Ben onu, adını sonradan Munis Tekinalp olarak değiştiren Moiz Kohen’le karşılaştırıyorum. Moiz Kohen de Selanikli idi ve Angèle Guéron ile aynı dönemde yaşamıştı. Gazeteci-yazar Liz Behmoaras, bundan yirmi yıl kadar önce 'Bir Kimlik Arayışının Hikâyesi'(1) başlığı altında Munis Tekinalp'in hayatını konu alan bir kitap yazdı. Büyük halamın anılarını Türkçe’ye çevirirken bu kitabı hatırladım ve yeniden okudum. Angèle Guéron da tıpkı Moiz Kohen gibi büyük bir Osmanlı vatanseveriydi. Üstelik ikisinin pek çok ortak yanları vardı. Selanik’te kalabalık aileler içinde büyümüşler, Alyans Okulları’nda okumuşlardı. Ancak Moiz Kohen, İttihak ve Terakki Cemiyeti’ne üyeydi; imkan olsaydı Angèle Guéron da üye olur muydu? Sanmıyorum, zira anılarda İttihat ve Terakki Cemiyeti’nden ve Enver Bey’den Edirne’yi geri almasından dolayı büyük bir coşku ve övgüyle söz etse bile, öncesinde Nâzım Paşa’nın öldürülmesini ve yönetimin Cemiyet tarafından askerî darbe ile ele geçirilmesini hiçbir şekilde tasvip etmiyordu.Guéron’un eleştirilerine gelince, ben bunları ‘döneminin ruhu içinde’ diye tanımlayarak belirli bir zaman dilimi içinde sınırlamak istemem. Yüz küsur yıl önce yaşananlar bugün yaşananlardan çok farklı değil ne yazık ki! Siyasi ve sosyal entrikalar, savaşlar, bombalamalar, kuşatmalar, açlık, adaletsizlik, sosyal dengesizlik bugünün de önde gelen başlıca sorunları. Haliyle dönemin siyasal ve sosyal yaşamına yönelik bu eleştirel bakışı rahatlıkla günümüze taşıyabiliriz. Angèle Guéron’un anılarına bu gözle baktım ve geçmişi aktarırken aslında bugünü anlatmaya çalıştım.

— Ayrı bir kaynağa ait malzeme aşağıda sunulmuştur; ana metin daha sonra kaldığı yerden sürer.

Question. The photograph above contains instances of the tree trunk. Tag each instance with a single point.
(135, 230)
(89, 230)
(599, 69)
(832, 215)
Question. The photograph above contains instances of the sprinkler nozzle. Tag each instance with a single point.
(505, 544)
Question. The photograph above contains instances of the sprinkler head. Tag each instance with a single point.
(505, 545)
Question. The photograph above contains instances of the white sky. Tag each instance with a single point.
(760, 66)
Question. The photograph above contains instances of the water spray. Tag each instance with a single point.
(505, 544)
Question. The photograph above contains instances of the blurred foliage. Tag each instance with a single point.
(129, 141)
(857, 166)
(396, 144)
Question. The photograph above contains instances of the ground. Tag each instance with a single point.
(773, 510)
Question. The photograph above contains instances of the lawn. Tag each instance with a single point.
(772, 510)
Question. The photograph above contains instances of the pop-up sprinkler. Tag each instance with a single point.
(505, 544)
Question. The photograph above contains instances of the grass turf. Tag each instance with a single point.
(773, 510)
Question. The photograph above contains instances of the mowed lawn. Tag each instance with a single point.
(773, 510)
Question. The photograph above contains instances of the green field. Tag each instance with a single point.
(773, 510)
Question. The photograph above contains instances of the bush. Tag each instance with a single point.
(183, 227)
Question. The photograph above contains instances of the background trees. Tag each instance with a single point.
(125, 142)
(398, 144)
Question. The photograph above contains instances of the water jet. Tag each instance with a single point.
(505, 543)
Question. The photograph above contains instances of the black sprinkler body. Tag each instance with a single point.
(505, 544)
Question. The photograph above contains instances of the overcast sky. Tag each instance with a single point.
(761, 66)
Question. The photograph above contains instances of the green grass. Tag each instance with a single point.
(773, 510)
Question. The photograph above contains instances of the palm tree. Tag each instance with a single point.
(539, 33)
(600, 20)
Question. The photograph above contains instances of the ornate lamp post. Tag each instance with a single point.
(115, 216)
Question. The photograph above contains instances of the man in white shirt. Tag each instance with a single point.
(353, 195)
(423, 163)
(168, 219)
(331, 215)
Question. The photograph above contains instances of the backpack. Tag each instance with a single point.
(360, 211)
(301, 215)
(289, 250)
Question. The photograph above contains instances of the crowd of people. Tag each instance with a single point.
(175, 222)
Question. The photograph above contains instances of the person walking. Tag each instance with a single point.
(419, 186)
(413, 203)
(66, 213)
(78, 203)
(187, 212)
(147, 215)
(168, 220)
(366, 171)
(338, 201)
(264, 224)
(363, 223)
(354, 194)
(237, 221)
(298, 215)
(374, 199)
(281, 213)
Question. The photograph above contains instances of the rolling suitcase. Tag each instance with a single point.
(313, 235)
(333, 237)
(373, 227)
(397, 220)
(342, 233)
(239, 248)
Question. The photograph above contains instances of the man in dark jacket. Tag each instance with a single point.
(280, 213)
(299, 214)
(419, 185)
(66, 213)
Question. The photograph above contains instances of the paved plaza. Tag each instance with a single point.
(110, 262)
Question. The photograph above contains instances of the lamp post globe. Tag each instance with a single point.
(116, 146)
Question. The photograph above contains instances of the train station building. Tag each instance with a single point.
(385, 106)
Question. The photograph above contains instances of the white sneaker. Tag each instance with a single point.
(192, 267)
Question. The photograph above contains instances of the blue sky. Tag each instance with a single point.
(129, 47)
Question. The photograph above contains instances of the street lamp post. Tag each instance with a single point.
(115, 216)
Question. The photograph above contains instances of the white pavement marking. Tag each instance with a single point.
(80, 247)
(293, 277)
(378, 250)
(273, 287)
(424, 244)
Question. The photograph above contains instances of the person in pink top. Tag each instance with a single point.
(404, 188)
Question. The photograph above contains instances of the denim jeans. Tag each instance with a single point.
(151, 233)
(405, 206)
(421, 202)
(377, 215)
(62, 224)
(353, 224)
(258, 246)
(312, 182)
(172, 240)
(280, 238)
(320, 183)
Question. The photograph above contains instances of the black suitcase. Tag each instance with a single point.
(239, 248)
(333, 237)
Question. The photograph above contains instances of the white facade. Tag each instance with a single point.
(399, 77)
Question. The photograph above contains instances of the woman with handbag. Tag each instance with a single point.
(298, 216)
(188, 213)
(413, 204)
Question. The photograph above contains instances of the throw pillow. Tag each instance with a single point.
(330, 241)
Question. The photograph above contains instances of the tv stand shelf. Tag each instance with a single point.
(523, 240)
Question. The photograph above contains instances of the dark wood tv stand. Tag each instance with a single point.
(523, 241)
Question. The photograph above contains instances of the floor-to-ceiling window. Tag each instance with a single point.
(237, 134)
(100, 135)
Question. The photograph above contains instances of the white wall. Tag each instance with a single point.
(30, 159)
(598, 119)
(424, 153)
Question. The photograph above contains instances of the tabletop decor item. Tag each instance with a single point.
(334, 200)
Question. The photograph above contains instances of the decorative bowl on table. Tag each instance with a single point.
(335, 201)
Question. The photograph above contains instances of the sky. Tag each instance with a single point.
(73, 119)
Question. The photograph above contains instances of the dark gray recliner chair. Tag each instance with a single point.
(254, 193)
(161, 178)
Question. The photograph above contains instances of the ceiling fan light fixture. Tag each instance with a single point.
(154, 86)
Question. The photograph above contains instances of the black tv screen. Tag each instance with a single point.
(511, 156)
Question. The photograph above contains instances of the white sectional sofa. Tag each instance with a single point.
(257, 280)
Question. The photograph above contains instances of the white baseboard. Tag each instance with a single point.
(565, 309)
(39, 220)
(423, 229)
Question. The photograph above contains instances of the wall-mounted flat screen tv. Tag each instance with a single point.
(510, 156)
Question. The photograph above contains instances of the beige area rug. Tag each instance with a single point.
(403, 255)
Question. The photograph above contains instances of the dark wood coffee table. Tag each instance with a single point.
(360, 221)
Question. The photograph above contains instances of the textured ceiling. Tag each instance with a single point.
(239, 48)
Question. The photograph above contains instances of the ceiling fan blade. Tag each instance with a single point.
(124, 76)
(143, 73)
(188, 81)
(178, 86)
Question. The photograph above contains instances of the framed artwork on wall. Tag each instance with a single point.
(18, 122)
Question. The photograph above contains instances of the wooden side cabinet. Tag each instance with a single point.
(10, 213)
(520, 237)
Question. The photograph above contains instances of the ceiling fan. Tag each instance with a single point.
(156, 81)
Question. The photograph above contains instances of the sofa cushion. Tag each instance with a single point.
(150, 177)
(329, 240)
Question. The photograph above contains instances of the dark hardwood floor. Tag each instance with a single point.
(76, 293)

'YAHUDİ TOPLUMU O DÖNEMDE KENDİSİNİ DİĞER AZINLIKLARDAN FARKLI OLARAK OSMANLI’NIN AYRICALIKLI BİR UNSURU OLARAK GÖRÜYOR'
Kendi toplumuna karşı da açıkça bir meydan okuması var. Örneğin en yetkili makamın, Hahambaşılığın emirlerini uygun bulmayarak, itaat etmiyor. Sonrasında da yine kendi toplumu tarafından iftira, dedikodu vb. çarpıtmalarla cezalandırılıyor. Balkan Savaşı sürerken Türkiye Yahudilerinin genel bir portresini çıkarabilir miyiz? Angèle Guéron, bu yapının neresindeydi?
Angèle Guéron, yalnız kendi cemaatinin içinde değil, bütün toplumun içinde aykırı bir kişilik! Tam bir "Doğrucu Davut"! Her ne pahasına olursa olsun kendi doğrularından şaşmıyor. İtiraz ediyor. Adaletsizlikler karşısında isyan edip, sesini yükseltiyor. Karşısında kim olursa olsun lafını esirgemiyor. Bu, kimi zaman dini otorite olabiliyor, kimi zaman da resmi ve sivil yöneticiler. Spekülatörlerden, fırsatçılardan, menfaatçilerden hazzetmiyor. Onları rahatsız ediyor. Fakat kimseye saygısızlık etmiyor, sadece adaletin yerini bulmasını arzuluyor ve bunun gerçekleşmesi için de elinden gelen mücadeleyi veriyor. Bu savaşı da en başta içinde bulunduğu toplumunun ileri gelenlerine karşı vermesi çok normal. Böyle olunca, "doğruyu söyleyeni dokuz köyden kovarlar" misali çeşitli iftiralara uğraması, hakkında mesnetsiz şikayetlerde bulunulması, dedikodulara kurban gitmesi de yine son derece normal oluyor. Buradan hareketle dönemin Türkiye Yahudilerinin portresini çıkarmaya çalışmak bizi yanlış yönlere sürükleyebilir. Yahudi toplumu o dönemde kendisini diğer azınlıklardan farklı olarak Osmanlı’nın ayrıcalıklı bir unsuru olarak görüyor ve koruyucu olarak bellediği otoriteye saygı duyuyor. Tek ekleyebileceğim, Balkan Savaşı sürerken Yahudi erkeklerinin askere alınmamalarının Yahudi toplumu üzerinde bir dışlanma duygusu yarattığıdır. Sonradan, Birinci Dünya Savaşı’nın başlamasıyla birlikte bu tutum değişse de farklılaştırılma duygusunun giderildiğini sanmıyorum.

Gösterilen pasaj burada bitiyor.